Head of the AIHW's Labour Force and Rural Health Unit, Glenice Taylor, says that the number of doctors in Australia rose by 12% from 48,200 to 54,000 practitioners between 1997 and 2002.
'But they worked an average of 44.4 hours per week in 2002, compared with 47.6 hours in 1997,' Ms Taylor said.
'Converting to the equivalent number of full-time practitioners based on a 45-hour working week, and taking population growth into account, this translated into a decline in supply from 275 to 271 FTE per 100,000 population over the period.'
Ms Taylor says that reasons behind the trend towards working fewer hours are complex, but may well have been influenced by an ageing workforce, a growing proportion of female doctors and a general resistance to working long hours (more than 50 a week).

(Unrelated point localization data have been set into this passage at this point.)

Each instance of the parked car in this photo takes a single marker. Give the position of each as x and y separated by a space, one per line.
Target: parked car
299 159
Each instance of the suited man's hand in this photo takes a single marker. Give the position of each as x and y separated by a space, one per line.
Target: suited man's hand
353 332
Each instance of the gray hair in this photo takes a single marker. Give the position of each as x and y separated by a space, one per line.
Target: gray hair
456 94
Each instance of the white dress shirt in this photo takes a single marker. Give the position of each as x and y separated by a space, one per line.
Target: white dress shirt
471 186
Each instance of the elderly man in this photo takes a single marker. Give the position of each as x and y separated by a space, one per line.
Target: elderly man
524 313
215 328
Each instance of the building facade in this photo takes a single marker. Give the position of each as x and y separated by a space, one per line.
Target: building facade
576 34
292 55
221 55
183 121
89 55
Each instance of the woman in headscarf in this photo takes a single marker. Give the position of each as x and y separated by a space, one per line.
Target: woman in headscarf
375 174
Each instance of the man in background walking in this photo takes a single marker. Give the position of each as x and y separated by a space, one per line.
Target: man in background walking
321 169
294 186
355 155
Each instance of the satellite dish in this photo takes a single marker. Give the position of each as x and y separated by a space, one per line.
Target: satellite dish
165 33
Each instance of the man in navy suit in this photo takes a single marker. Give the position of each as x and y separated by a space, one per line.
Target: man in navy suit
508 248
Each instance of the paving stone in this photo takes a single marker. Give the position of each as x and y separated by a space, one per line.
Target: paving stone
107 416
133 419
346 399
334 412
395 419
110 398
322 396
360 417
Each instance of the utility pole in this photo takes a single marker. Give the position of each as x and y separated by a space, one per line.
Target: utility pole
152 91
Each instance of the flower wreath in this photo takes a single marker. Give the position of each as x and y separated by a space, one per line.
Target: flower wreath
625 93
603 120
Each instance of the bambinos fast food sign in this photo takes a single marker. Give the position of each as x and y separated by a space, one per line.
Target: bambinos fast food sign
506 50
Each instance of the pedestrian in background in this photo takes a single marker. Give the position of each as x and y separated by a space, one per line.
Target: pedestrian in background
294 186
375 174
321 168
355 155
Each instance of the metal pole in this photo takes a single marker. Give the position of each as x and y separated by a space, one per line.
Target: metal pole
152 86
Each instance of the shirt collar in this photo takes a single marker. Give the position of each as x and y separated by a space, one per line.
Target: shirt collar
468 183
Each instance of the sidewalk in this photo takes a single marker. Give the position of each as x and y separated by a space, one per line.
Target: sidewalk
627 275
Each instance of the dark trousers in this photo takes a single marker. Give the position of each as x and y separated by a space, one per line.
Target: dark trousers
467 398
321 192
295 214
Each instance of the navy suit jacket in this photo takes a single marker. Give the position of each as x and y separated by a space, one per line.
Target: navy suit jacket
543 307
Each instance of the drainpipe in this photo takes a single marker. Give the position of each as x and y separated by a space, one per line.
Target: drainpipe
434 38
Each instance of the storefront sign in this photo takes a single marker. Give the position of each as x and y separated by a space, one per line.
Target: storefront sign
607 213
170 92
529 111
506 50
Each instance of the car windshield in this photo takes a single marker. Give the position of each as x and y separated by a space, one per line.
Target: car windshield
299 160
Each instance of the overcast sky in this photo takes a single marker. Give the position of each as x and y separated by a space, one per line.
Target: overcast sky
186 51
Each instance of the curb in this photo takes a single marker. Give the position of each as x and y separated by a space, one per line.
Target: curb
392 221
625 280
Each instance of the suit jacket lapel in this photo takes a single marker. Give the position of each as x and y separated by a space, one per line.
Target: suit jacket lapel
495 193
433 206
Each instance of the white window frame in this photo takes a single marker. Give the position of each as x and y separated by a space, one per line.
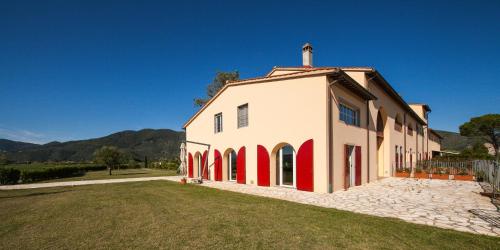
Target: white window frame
230 166
294 169
218 121
238 116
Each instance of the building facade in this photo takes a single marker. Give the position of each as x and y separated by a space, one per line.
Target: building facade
317 129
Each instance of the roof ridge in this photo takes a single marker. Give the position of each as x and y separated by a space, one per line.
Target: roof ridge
282 75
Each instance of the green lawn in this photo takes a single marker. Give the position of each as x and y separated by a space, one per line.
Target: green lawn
162 214
117 174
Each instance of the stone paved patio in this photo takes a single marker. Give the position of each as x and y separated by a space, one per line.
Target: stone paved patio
439 203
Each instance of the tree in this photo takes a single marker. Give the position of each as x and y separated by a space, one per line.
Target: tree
221 79
487 126
111 157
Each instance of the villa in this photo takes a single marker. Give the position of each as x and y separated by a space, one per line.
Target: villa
318 129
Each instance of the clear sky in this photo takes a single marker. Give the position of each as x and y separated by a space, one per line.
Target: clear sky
81 69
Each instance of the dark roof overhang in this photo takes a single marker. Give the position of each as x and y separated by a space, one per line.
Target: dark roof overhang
341 78
380 80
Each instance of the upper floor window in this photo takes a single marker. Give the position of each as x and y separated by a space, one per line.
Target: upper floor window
349 115
410 129
243 116
218 123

'All employed medical practitioners (that is, clinicians and non-clinicians) were, on average, older in 2002 than in 1997 (46.4 years compared to 44.7 years), and the proportion of female doctors grew from 28.0% to 31.6%,' she said, noting that female doctors traditionally work fewer hours than their male counterparts - in 2002 the average difference being 10.4 hours per week.
'Even so,' she added, 'the average hours worked dropped more sharply for male doctors (from 50.7 to 47.7 per week) than for female doctors (from 39.7 to 37.3 per week).'
The AIHW report, Medical Labour Force 2002, also shows that the proportion of doctors working 50 hours or more per week fell from 51.1% to 44.3% between 1997 and 2002.

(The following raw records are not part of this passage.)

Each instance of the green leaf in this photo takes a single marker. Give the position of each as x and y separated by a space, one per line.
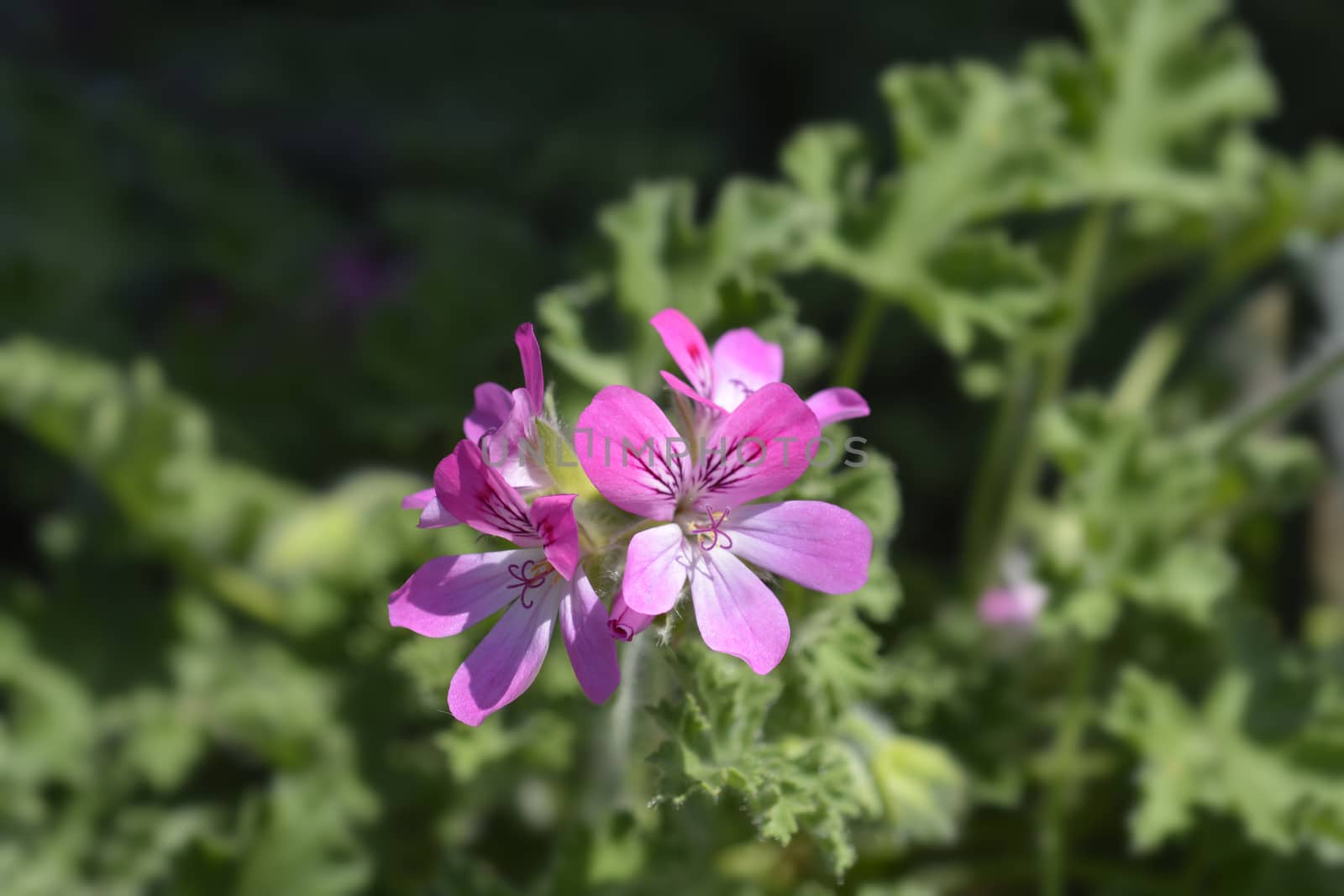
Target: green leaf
1155 109
974 144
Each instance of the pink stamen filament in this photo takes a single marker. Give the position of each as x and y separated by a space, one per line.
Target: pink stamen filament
711 532
528 577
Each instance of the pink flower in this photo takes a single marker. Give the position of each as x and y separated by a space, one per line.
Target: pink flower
1015 606
633 459
739 364
625 622
537 582
501 419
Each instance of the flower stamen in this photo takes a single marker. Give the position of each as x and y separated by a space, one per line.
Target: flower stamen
531 574
710 533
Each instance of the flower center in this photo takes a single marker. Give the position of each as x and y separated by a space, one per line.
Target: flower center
530 574
710 532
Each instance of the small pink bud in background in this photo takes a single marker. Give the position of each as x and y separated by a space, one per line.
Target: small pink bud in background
1015 606
625 622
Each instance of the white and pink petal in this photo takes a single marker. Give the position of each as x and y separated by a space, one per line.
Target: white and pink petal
506 663
756 450
817 544
737 614
743 364
447 595
586 640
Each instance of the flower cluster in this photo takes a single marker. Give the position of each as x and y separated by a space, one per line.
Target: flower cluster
659 506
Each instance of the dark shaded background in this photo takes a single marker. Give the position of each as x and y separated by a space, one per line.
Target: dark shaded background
326 223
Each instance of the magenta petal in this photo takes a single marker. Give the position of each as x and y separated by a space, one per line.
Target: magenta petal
680 387
816 544
480 497
737 613
632 453
591 647
506 663
531 354
553 515
687 347
625 622
756 450
494 405
743 363
433 516
655 569
835 405
449 594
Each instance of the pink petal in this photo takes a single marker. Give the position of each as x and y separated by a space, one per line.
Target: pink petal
433 516
624 443
683 389
816 544
655 570
757 450
835 405
625 622
418 500
687 347
531 354
436 517
1014 606
479 496
743 363
553 515
512 449
448 594
508 658
737 613
591 651
494 405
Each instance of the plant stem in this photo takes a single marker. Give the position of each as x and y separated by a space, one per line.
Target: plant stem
1063 768
858 344
1054 365
1299 391
987 493
622 715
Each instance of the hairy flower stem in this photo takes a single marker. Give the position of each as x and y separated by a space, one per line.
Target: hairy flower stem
620 735
858 344
1300 389
1052 375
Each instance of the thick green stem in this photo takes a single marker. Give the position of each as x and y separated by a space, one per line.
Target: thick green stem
1063 777
1148 369
988 490
1054 365
858 345
1299 391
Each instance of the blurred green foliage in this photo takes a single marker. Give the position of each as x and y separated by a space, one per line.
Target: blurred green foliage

Although the overall supply of doctors nationwide fell, there were optimistic signs for the bush-increases were seen in FTE rates for remote and very remote areas.
The largest of these rises was in very remote regions, where supply rose from 112 to 141 FTE practitioners per 100,000 population. In remote regions the rise was from 129 to 140.
'Practitioners in remote and very remote areas were, on average, 2 to 3 years younger and worked 3 to 5 hours more per week than the average,' says Ms Taylor, 'and paradoxically, the proportion of female practitioners was higher in those regions than elsewhere.'
Other key findings in the report include:
- There was a drop in the supply of primary care practitioners over the period, from 108 to 101 per 100,000 population. These doctors, who are mainly GPs, comprise some 40% of all doctors.
- The average age of these primary care doctors rose from 46.3 to 48.9, the proportion who were female rose from 33.0% to 36.3% and their average hours fell from 44.7 per week in 1997 to 41.1 per week in 2002.
- There were increases in supply of primary care doctors in the two territories but decreases in supply in all the states.